Risk Warnings

Investing  into early-stage businesses and startups can ultimately be very  rewarding, but involves risks and challenges that must be properly  understood. If you choose to invest in businesses displayed on Kaiku,  previously AGORA, you should be aware of and accept these important  considerations:

1. Loss of Capital
The majority of early-stage businesses, and other growth-focussed  businesses and start-ups fail. If you invest into a business displayed  on the Kaiku platform, it is much more likely that any of your invested  capital will be more last than seeing any return of capital and/or  profit. You should not look to invest more money into these types of  companies, as displayed on the platform than you can afford to lose  without altering your standard of living.

2. Illiquidity
Almost all investments made into companies shown on the Kaiku platform  will be highly illiquid. It is therefore very unlikely that there will  be a liquid secondary market for the shares of the business.

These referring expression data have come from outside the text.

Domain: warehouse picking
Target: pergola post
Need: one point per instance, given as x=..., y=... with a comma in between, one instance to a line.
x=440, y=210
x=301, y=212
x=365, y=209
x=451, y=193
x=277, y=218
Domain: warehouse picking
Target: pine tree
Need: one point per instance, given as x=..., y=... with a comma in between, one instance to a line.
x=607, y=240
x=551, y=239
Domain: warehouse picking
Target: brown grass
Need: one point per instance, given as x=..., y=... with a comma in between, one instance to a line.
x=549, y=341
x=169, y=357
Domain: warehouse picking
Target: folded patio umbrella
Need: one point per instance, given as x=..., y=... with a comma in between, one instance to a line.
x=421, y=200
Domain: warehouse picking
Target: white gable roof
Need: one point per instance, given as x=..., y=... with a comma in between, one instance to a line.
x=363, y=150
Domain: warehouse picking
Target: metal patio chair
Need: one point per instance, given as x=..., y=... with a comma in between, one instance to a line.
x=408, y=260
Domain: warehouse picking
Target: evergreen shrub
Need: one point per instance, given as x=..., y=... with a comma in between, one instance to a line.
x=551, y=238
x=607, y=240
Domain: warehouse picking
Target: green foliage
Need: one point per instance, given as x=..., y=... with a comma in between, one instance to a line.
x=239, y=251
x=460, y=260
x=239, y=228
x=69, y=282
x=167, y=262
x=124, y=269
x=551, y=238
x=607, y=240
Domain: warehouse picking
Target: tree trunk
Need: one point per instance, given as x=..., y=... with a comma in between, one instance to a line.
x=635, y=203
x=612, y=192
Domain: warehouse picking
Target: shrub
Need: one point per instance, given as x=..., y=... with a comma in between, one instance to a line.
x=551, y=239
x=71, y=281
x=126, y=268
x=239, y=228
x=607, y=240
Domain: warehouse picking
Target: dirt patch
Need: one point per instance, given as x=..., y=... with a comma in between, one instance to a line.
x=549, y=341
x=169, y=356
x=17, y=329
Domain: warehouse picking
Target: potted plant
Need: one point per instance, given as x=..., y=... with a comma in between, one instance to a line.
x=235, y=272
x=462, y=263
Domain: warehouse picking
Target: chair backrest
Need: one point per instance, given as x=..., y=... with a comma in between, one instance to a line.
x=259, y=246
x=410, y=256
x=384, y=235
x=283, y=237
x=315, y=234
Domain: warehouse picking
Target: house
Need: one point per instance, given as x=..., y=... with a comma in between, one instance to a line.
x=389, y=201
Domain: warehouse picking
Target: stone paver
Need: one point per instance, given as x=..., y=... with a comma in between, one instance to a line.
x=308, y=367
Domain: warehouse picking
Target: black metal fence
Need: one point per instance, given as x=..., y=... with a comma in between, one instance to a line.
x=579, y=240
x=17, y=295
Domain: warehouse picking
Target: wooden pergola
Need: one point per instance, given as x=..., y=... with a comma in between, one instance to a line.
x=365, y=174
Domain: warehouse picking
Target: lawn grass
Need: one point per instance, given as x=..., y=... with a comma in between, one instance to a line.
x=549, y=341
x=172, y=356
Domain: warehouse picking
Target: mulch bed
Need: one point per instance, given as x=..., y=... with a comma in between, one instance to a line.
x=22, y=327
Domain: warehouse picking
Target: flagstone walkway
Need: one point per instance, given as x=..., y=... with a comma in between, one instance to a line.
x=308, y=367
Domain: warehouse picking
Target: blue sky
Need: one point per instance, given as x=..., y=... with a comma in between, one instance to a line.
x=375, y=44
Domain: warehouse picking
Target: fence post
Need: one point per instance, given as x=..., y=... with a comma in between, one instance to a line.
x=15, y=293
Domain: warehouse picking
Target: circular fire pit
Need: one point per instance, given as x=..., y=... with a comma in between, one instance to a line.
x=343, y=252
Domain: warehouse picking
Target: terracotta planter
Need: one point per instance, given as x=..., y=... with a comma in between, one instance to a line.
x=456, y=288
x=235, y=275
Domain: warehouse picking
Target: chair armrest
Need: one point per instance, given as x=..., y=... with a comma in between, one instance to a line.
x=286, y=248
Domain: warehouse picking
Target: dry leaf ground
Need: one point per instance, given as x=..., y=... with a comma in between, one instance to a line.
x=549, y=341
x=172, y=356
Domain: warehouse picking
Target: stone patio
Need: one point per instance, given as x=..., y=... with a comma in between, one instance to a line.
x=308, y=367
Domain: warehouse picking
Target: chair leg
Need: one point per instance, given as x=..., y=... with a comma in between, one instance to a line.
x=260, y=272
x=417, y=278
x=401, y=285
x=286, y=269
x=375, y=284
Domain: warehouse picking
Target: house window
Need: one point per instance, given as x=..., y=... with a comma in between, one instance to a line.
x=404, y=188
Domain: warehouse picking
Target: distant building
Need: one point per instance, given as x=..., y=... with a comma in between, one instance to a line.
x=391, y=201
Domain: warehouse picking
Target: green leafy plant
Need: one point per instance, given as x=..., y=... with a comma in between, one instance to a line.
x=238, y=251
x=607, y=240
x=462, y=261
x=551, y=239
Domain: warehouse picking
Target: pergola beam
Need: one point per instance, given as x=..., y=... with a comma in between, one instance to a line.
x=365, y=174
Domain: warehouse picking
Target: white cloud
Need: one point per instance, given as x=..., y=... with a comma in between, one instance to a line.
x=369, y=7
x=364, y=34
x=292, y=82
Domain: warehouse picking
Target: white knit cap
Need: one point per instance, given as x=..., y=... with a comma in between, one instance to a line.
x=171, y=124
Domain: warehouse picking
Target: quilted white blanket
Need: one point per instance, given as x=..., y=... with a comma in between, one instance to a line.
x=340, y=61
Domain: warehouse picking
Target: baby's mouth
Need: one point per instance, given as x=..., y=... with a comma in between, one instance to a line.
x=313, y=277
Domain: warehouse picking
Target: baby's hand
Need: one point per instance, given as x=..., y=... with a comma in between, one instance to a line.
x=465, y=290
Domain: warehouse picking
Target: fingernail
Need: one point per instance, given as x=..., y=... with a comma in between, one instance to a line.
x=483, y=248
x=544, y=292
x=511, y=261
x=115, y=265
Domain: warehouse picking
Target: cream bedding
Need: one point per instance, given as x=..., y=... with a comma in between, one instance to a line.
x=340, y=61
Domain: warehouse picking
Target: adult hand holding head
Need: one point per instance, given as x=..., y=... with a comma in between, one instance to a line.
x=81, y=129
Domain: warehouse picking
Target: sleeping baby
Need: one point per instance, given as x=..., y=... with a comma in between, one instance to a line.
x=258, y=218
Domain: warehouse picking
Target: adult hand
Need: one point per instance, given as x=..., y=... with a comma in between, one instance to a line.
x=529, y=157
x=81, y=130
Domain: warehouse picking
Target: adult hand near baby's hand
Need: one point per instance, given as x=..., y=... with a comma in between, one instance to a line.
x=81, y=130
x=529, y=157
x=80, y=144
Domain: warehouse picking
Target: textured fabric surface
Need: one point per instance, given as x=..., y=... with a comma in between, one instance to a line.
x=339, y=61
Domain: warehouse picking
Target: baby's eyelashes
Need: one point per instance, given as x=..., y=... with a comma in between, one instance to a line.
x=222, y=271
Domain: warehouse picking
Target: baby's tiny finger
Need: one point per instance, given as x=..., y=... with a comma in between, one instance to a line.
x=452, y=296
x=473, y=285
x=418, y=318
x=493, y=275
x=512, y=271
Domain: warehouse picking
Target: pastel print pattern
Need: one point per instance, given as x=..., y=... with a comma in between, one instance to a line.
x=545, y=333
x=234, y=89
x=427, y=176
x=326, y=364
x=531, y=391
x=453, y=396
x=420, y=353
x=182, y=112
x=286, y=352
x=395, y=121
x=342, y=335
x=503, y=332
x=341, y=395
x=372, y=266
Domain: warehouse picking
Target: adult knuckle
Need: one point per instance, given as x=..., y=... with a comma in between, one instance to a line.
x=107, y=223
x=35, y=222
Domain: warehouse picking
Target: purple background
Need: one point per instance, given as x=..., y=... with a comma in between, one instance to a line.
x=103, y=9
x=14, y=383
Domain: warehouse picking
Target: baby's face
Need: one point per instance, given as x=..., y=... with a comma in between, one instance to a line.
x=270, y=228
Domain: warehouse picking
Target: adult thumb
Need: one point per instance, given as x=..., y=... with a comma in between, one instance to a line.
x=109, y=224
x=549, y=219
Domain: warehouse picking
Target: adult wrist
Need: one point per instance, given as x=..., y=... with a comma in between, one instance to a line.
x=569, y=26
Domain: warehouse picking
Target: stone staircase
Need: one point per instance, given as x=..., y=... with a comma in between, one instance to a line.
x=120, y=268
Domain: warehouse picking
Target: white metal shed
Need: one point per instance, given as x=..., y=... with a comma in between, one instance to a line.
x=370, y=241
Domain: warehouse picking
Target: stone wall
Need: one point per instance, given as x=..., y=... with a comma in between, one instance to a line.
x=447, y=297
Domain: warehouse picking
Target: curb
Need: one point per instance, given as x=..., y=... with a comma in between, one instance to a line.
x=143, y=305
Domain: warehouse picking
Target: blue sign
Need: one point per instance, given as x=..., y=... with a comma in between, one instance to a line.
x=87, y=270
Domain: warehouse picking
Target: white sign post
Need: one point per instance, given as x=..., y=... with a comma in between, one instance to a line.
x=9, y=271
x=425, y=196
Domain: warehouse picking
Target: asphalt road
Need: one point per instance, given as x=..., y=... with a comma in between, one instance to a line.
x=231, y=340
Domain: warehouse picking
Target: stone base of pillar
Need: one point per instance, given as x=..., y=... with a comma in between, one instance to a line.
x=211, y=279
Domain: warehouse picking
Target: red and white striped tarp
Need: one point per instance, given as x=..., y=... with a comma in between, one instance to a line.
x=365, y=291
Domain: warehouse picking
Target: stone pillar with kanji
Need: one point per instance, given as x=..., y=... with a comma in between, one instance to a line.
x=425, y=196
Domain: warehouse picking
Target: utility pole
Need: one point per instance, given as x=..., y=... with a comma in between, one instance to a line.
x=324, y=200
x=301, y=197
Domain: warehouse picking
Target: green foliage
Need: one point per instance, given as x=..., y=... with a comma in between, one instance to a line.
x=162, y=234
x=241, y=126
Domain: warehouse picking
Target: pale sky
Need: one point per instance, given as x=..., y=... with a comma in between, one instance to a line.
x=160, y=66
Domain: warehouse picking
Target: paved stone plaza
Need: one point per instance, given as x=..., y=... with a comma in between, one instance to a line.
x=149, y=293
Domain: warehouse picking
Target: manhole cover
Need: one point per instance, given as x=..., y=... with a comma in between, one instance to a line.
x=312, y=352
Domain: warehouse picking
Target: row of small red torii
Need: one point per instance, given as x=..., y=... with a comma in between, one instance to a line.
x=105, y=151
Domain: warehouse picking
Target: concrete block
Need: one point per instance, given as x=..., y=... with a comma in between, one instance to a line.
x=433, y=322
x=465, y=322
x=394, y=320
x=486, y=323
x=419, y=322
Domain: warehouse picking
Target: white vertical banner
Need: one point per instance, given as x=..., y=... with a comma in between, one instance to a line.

As such,  you should assume that you will not be able to sell your shares until  and unless the company floats on a stock exchange or is bought by  another company; and, even if the company is bought by another company  or floats, your investment may continue to be illiquid. A flotation on a  stock exchange or purchase is unlikely to occur for several years from  the time you make your investment. Investors using the Kaiku platform  should not assume that an early exit will be available just because a  secondary market exists.

3. Rarity of Dividends
Businesses of the type displayed on the platform rarely pay dividends.  This means that if you invest in a business through the platform, even  if it is successful you are unlikely to see any return of capital or  profit until you are able to sell your shares. Even for a successful  business, this is unlikely to occur for a number of years from the time  you make your investment.

4. Dilution
Any investment you make in a business displayed on the platform is  likely to be subject to dilution. This means that if the business raises  additional capital at a later date, it will issue new shares to the new  investors, and the percentage of the business that you own will  decline. These new shares may also have certain preferential rights to  dividends, sale proceeds and other matters, and the exercise of these  rights may work to your disadvantage. Your investment may also be  subject to dilution as a result of the grant of options (or similar  rights to acquire shares) to employees of, service providers to or  certain other contacts of, the business.

5. Diversification
If you choose to invest in businesses of the type displayed on the  platform, such investments should only be made as part of a  well-diversified portfolio. This means that you should invest only a  relatively small portion of your investable capital in such businesses,  and the majority of your investable capital should be invested in safer,  more liquid assets. It also means that you should spread your  investment between multiple businesses rather than investing a larger  amount in just a few.